The Madhesi Jana Adhikar Forum, Nepal (MJFN), or the Madhesi People's Rights Forum, Nepal, was a political party in Nepal. It was initially not a political party as such but a political advocacy movement demanding ethnic self-determination rights with the formation of a Madhes autonomous region for Teraibasi people, an election system based on proportional representation, and the setting-up of a federal republic in Nepal. The MJFN includes former leaders of other political parties like the Nepali Congress and CPN (UML).

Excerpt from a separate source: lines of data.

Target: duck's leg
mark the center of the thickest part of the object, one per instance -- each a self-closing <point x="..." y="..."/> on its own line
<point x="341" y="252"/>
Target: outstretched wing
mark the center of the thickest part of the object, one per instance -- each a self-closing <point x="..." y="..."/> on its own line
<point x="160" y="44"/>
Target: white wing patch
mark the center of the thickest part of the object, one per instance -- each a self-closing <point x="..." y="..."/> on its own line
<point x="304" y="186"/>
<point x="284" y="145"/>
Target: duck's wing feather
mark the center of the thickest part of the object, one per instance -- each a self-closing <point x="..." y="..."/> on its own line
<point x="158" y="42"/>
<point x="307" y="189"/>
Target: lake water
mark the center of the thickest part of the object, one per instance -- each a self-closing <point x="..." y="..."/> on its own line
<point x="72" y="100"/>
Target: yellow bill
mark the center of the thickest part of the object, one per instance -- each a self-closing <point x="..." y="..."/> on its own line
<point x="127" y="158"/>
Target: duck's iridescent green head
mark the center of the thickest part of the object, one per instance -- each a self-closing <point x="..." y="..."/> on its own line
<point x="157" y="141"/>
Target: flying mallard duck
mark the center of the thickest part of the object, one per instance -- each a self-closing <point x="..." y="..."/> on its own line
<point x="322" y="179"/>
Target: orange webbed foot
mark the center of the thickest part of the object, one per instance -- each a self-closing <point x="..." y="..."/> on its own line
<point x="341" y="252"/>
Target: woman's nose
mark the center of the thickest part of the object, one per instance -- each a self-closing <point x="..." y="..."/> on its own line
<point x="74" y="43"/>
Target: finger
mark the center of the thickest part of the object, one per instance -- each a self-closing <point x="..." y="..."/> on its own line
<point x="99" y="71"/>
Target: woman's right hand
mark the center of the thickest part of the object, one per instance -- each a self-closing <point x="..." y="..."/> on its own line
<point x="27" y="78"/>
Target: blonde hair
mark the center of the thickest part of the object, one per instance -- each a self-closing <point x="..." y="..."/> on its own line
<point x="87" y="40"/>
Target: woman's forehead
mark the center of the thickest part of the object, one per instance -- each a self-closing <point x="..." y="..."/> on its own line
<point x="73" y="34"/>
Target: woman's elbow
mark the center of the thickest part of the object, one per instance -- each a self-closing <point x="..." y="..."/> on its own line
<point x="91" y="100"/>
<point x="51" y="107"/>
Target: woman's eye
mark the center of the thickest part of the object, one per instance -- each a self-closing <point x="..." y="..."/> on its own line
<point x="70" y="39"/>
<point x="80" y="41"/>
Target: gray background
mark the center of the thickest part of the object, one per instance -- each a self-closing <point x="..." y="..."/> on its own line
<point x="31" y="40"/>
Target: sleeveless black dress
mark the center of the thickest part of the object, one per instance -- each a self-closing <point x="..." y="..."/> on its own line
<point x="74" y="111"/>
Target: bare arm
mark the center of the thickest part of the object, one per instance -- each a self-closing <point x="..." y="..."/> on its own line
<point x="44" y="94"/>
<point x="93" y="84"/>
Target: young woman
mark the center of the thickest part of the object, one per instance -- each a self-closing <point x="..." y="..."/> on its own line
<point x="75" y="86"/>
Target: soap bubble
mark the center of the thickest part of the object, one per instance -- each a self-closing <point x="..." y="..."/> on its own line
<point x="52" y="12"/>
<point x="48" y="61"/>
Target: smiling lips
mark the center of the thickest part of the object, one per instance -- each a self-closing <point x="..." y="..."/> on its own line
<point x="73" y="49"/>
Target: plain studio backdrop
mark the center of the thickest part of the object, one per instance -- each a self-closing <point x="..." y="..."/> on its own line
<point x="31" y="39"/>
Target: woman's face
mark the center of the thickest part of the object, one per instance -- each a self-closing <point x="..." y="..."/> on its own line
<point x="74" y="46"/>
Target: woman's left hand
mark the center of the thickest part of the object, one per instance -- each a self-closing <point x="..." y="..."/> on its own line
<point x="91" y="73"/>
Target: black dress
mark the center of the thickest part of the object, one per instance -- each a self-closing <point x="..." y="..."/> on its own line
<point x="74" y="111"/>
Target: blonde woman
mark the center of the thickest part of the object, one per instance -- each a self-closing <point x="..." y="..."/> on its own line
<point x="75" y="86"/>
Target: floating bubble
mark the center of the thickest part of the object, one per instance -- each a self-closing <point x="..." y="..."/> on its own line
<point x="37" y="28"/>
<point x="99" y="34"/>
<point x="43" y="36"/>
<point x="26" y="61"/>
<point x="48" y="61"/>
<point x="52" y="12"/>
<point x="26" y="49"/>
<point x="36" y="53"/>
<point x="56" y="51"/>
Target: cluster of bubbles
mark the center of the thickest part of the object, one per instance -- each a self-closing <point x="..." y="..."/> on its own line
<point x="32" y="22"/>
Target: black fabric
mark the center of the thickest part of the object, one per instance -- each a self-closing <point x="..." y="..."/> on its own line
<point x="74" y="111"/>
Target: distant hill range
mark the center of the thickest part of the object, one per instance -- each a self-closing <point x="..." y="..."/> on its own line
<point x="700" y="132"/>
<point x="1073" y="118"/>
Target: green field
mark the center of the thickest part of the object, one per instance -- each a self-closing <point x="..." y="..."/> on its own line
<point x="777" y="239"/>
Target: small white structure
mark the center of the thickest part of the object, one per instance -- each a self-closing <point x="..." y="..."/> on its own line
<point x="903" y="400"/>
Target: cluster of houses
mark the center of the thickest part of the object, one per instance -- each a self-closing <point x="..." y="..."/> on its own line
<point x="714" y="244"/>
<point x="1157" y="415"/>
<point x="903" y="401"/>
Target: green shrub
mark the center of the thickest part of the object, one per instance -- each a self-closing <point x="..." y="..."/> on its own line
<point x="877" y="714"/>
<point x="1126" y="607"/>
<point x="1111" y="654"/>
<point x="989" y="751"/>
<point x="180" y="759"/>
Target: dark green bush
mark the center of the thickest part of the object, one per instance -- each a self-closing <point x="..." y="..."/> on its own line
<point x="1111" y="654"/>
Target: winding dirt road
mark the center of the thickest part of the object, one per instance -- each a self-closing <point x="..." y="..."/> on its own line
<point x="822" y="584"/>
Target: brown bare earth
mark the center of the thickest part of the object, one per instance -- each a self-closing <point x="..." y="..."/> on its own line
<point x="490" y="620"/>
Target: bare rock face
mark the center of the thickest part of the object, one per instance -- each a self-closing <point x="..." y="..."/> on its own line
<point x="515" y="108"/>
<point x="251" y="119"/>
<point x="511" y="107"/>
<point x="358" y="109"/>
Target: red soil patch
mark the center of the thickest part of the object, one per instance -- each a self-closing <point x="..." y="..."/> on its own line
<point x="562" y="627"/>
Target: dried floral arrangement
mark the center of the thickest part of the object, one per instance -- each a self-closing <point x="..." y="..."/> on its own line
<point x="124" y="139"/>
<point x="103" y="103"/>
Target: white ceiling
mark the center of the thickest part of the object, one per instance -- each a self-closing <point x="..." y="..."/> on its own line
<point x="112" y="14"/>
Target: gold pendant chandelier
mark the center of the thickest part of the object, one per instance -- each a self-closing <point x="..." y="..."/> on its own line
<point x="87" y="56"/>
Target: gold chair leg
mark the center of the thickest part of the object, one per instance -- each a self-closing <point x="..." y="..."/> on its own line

The party was registered with the Election Commission of Nepal ahead of the 2008 Constituent Assembly election. On 16 June 2015, the party merged with Federal Socialist Party and Khas Samabeshi Party to form the Federal Socialist Forum, Nepal.

== History ==
The Madheshi Jana Adhikar Forum was founded in the mid-1990s as a cross-party non-governmental organization that advocated for Madheshi rights by former CPN (Unified Marxist–Leninist) leader Upendra Yadav and Nepali Congress leader Jay Prakash Gupta.

===Madhesh Movement I===
On January 16, 2007, the Madhesi Jana Adhikar Forum, Nepal called a general strike in the Terai region of Nepal. The strike was called to demand amendments to the Interim Constitution to include federalism and a new delimitation of constituencies. During a protest in Kathmandu, 14 members of the party including chairman Upendra Yadav and member of the Interim Parliament, Amresh Kumar Singh were arrested after they had burnt copies of the Interim Constitution which they said had failed to address the demands of the Madhesi people. MJFN announced an indefinite vehicular strike in Janakpur against the arrest of Upendra Yadav and other activists of the organisation. During the enforcement of the strike in Lahan in Siraha District, clashes erupted between CPN (Maoist) and MJFN members after the Maoists opened fire when MJFN activists stopped a vehicle belonging to the Maoists. A 16-year-old boy from the MJFN side was killed in the incident. In the ensuing days deadly clashes and demonstrations in Siraha District and around the Terai region left several dead and many more injured.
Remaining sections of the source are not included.